Each of the individuals named as a defendant is entitled to absolute judicial immunity. It has long been the rule that "judges of courts of superior or general jurisdiction are not liable to civil actions for their judicial acts, even when such acts are in excess of their jurisdiction, and are alleged to have been done maliciously or wantonly." Bradley v. Fisher, 13 Wall. 335, 351 (1871). "A judge will not be deprived of immunity because the action he took was in error, was done maliciously, or was in excess of his authority; rather, he will be subject to liability only when he has acted in the clear absence of all jurisdiction." Stump v.
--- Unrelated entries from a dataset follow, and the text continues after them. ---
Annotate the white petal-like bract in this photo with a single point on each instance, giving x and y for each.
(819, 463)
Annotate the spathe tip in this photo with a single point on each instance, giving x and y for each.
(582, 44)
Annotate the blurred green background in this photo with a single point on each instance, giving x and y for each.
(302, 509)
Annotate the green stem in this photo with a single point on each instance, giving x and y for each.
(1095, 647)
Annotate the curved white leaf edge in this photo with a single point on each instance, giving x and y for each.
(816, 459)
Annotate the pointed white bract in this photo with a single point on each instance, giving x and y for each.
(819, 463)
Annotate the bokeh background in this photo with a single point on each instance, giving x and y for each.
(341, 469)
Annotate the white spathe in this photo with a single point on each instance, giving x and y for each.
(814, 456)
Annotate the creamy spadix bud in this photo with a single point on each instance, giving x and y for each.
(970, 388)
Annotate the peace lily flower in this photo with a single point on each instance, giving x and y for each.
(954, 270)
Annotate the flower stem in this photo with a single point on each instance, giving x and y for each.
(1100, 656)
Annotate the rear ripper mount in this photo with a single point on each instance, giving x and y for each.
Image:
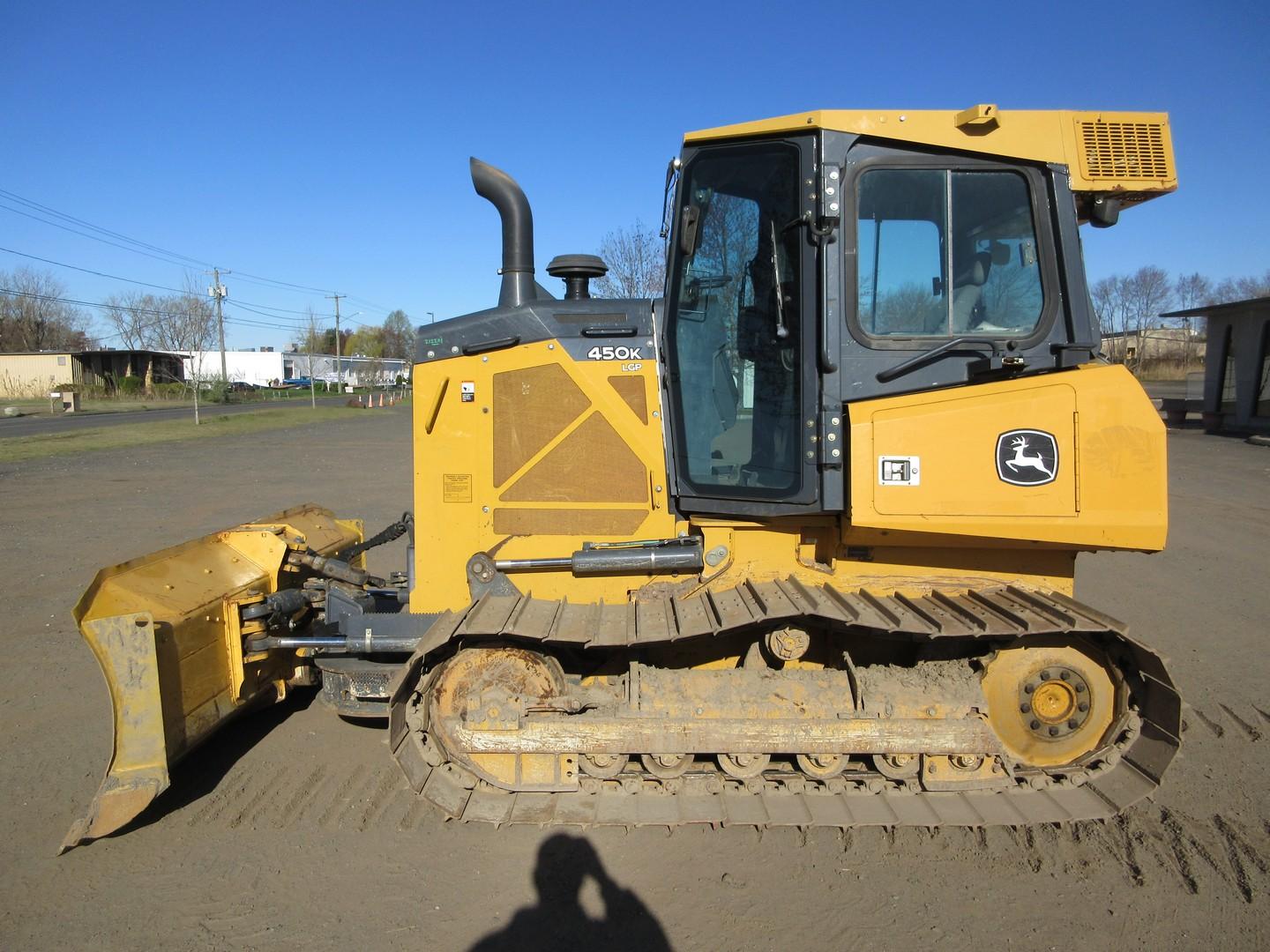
(566, 726)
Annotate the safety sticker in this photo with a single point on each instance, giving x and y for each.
(456, 487)
(900, 470)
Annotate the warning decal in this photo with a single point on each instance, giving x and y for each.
(456, 487)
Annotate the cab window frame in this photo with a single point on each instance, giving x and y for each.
(804, 494)
(1042, 222)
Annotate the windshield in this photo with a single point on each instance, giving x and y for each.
(736, 322)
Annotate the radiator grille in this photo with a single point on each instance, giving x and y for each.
(1124, 150)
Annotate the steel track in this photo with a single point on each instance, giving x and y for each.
(1104, 784)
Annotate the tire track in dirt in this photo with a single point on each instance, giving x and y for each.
(387, 792)
(355, 779)
(295, 807)
(249, 805)
(1244, 725)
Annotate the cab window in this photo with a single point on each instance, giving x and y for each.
(946, 253)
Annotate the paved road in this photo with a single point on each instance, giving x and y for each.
(48, 423)
(1165, 389)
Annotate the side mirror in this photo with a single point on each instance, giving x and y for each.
(1104, 212)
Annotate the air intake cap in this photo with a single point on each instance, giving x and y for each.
(577, 271)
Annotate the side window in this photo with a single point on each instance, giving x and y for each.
(946, 253)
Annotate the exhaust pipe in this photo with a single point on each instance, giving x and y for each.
(513, 208)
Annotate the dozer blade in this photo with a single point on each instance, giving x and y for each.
(167, 632)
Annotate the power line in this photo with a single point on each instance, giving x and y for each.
(164, 254)
(149, 285)
(95, 238)
(49, 210)
(89, 271)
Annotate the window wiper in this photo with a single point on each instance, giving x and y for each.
(781, 331)
(1007, 362)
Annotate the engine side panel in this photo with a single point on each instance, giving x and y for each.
(528, 452)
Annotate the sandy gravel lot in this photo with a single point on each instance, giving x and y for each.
(296, 830)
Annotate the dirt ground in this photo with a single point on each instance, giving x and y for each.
(296, 830)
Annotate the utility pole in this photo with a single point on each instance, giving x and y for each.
(219, 291)
(340, 371)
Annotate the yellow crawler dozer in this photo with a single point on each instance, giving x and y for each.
(793, 544)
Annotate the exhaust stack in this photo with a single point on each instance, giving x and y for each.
(513, 208)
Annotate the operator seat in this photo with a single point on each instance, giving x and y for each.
(968, 291)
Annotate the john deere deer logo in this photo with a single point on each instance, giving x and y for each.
(1027, 457)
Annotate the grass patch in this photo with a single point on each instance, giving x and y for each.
(83, 441)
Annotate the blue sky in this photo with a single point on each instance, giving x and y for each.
(326, 144)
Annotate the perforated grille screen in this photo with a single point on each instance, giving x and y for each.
(1124, 150)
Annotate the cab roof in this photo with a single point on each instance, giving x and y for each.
(1127, 153)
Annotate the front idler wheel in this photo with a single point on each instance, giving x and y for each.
(1050, 704)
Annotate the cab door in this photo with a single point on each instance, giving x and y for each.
(742, 381)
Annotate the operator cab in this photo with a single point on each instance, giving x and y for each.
(811, 268)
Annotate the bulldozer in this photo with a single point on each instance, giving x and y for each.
(791, 545)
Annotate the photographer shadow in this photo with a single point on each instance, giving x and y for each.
(559, 920)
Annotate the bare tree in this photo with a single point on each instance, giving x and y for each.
(1243, 288)
(398, 335)
(637, 263)
(32, 317)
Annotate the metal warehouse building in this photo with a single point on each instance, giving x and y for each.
(36, 374)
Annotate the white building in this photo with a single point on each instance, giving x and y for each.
(265, 367)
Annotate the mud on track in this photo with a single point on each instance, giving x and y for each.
(296, 830)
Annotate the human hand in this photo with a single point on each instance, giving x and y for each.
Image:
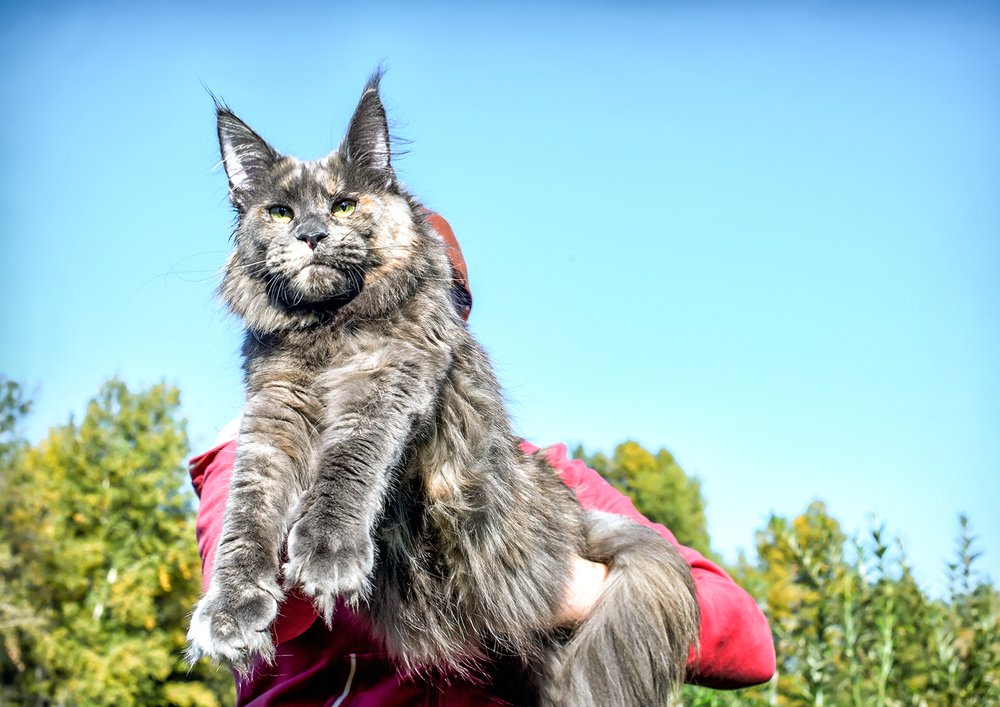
(585, 585)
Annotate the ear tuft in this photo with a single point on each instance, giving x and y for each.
(245, 154)
(367, 140)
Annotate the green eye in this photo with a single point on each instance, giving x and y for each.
(281, 214)
(344, 207)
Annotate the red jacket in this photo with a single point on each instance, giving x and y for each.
(346, 666)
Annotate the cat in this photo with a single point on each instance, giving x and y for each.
(377, 459)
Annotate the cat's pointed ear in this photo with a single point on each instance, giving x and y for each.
(245, 154)
(367, 140)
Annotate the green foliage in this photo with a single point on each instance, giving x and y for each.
(98, 570)
(852, 626)
(659, 488)
(98, 567)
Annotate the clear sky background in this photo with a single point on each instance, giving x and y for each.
(763, 235)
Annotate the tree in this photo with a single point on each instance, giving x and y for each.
(98, 556)
(659, 488)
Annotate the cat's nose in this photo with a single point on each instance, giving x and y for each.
(312, 239)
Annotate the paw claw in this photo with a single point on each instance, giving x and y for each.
(325, 570)
(233, 627)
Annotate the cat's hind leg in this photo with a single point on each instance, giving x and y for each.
(633, 648)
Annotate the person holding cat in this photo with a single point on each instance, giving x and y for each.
(345, 665)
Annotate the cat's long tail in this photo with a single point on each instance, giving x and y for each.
(633, 648)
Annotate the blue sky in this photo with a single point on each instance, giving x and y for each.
(765, 236)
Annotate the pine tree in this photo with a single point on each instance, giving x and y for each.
(659, 488)
(98, 558)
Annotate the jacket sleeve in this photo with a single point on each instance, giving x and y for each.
(736, 647)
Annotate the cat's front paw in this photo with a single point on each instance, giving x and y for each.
(326, 565)
(234, 625)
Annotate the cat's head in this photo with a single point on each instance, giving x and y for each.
(312, 236)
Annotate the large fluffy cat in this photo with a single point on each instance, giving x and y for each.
(376, 456)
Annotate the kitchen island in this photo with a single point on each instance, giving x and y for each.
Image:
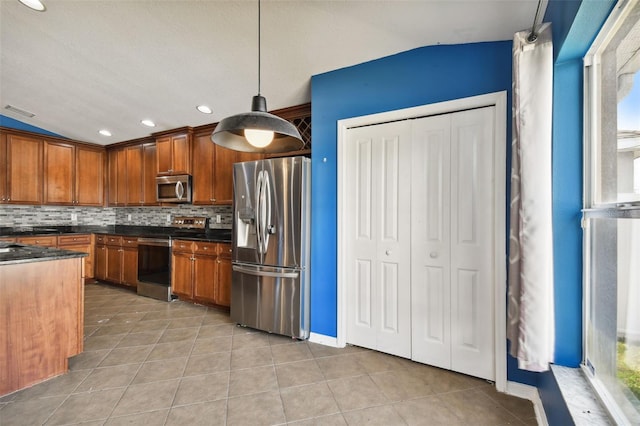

Sparkman, 435 U.S. 349, 356-57 (1978) (quotations omitted). The purpose of judicial immunity is to protect the public, "whose interest it is that the judges should be at liberty to exercise their functions with independence and without fear of consequences." Pierson v. Ray, 386 U.S. 547, 554 (1967). Because the Defendants had jurisdiction to resolve Mr. Sibley's earlier civil action, it is clear that they are entitled to absolute judicial immunity from suits challenging their participation in it. See, e.g., Moore v. Burger, 655 F.2d 1265 (D.C. Cir. 1981) (suit against four Supreme Court justices dismissed as frivolous based on judicial immunity, since the justices had jurisdiction over the subject matter before them).

Since the doctrine of absolute judicial immunity represents an absolute bar to Mr. Sibley's claims, his complaint will be dismissed and all other pending motions denied as moot. Given this resolution, the Court does not need to address the Government's remaining arguments concerning the Federal Tort Claims Act, 28 U.S.C. §§ 1346(b), 2671 et seq., or insufficient service of process. A memorializing order accompanies this Memorandum Opinion.